Private School Regulations You Probably Didn’t Know About

Recently, my colleagues and I at EdChoice published The School Starter Checklist, a compendium of the regulations governing private schools in all 50 states and the District of Columbia.

Many of the regulations that we document are perfectly reasonable. Expectations, for example, that schools ensure that their facilities are not riddled with asbestos, or that their bus drivers have the appropriate licenses, or that their teachers pass background checks are all appropriate to keep children safe.

There are also some regulations that are borderline. For example, the requirement in states like Iowa that private school teachers be licensed.  A recent working paper that looked at teachers in Massachusetts that taught on an emergency license (which only requires a bachelor’s degree and not all of the other hoops that licensed teachers have to jump through) found that these teachers “were largely rated as proficient (82%) in their performance evaluation ratings”  and “had similar measures of student test score growth as their traditionally licensed peers.” This is not the first study to find such results. As it turns out, licensure is not the form of quality control that many think it is. Private school teachers probably don’t need it.

And then there are some that are just wacky. Here are a few examples:

  • In California, “persons in charge of private schools may not allow any cup or glass to be used in common for drinking purposes.” I didn’t realize this was a problem, and to my knowledge is not regulated in any other state, but there you go.
  • In Texas, “parochial and private schools are expected to observe Texas Week the week of March 2.” I’m as big of a fan of Texas Week as anyone who also just learned of its existence, but I didn’t realize it was so important as to be mandatory.
  • In Vermont, “independent schools must annually conduct exercises in commemoration of the birth, life, and services of Abraham Lincoln on the last school day before February 12.” This is like Texas Week, but even more specific!
  • In South Dakota, “the number of hours in the school term for kindergarten may be no less than 437.5 hours, for grades one through five may be no less than 875 hours, and for grades six through 12 may not be less than 962.5 hours, exclusive of intermissions. An intermission is the time when pupils are at recess or lunch.” Those final half hours must be very important. And, as anyone who has children still in school will tell you, those last few “instructional” hours before the summer break should hardly count for anything.
  • In Utah, “private school students who participate in industrial education, physics laboratory, and chemistry laboratory activities that may endanger one’s vision, must wear quality eye protective devices.” Not entirely unreasonable but given that Utah is the only state to require it and we don’t have a mass blinding of science students in the other 49 states, it probably doesn’t need to be directly regulated.
  • In Michigan, “private school students entering kindergarten must submit evidence of a preschool vision screening test prior to enrollment unless the parents/guardians submit a statement that the test is contrary to their religious convictions.” Again, not unreasonable at face value, but Michigan is the only state that requires this, and it doesn’t appear to be a problem anywhere else. It seems more like an administrative hurdle than something to help students.
  • In California (again), “Private schools must maintain for one year a record of the school bus safety instruction provided by the school. The record must indicate the name and location of school, date of instruction, supervising adults, number of participating students, grade levels, subjects covered, time taken for instruction, bus driver’s name, and bus number.” Seems a bit excessive, no?

And these are just the outliers.
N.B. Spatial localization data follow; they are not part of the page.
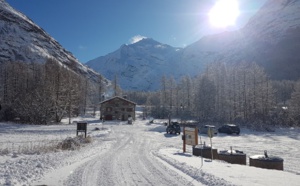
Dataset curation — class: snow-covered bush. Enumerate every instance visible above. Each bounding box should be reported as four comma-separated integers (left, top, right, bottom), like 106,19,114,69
56,135,92,151
57,137,81,150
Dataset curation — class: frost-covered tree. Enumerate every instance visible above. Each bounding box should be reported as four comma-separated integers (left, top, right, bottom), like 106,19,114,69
272,80,295,106
0,59,89,124
288,81,300,126
194,74,216,122
178,75,194,118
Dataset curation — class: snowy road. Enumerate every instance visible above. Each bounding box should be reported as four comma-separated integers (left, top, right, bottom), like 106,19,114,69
65,123,197,186
1,116,300,186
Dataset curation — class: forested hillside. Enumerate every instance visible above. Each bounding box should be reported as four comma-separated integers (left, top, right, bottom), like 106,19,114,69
0,59,106,124
127,62,300,128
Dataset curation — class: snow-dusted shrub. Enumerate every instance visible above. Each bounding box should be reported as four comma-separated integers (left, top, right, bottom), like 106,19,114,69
0,136,93,155
0,141,59,155
56,135,92,151
57,137,81,150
There other cases, like in Massachusetts, where local school committees approve private schools (talk about the fox guarding the hen house!), and South Dakota, that requires that “Character instruction must be given in all nonpublic elementary and secondary schools on ‘the importance of citizenship, patriotism, honesty, self-discipline, self-respect, sexual abstinence, respect for the contributions of minority and ethnic groups to the heritage of South Dakota, regard for the elderly, and respect for authority.’” Just about everyone could find at least one thing in there that they’re not crazy about, if we can even come to good shared definitions of what each of those deeply contested ideas mean.
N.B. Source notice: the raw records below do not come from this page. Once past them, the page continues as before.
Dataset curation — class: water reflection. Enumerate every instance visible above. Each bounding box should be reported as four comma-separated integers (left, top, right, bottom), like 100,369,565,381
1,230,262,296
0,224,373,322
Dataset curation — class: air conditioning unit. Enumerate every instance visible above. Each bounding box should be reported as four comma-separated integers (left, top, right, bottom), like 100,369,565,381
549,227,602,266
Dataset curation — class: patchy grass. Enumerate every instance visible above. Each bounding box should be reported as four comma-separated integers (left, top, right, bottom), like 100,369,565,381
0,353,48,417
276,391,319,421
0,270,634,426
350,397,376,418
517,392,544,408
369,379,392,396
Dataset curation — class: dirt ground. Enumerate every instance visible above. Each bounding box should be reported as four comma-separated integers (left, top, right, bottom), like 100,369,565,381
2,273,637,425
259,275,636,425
Many states, like Alabama, state that “each course, the curriculum, and instruction provided by each private school shall be consistent in quality and content with similar public school programs and standards established for specific programs by the Department and/or appropriate accrediting agency.” To be clear, on the 2022 NAEP exams, 47% of Alabama eighth graders scored below basic in math and 39% scored below basic in reading, so saying that private schools are consistent in quality to public schools is not exactly the highest bar.

When you study regulations long enough, you learn that each probably had a perfectly good reason for being drafted. Maybe there was a private school student in Utah who was maimed by chemicals in his or her eyes, or a disease outbreak from a shared California cup. Perhaps young people in Vermont were forgetting who Abraham Lincoln was. In isolation, they don’t look like a big deal, a form to fill out here, a procedure to draft there. But no raindrop thinks it is responsible for the flood.

Taken together, many of these regulations put undue burdens on schools, eating into valuable time for teachers and administrators that could be better served educating students. Others clearly create needless paperwork barriers for new schools to start. A thorough review is probably in order.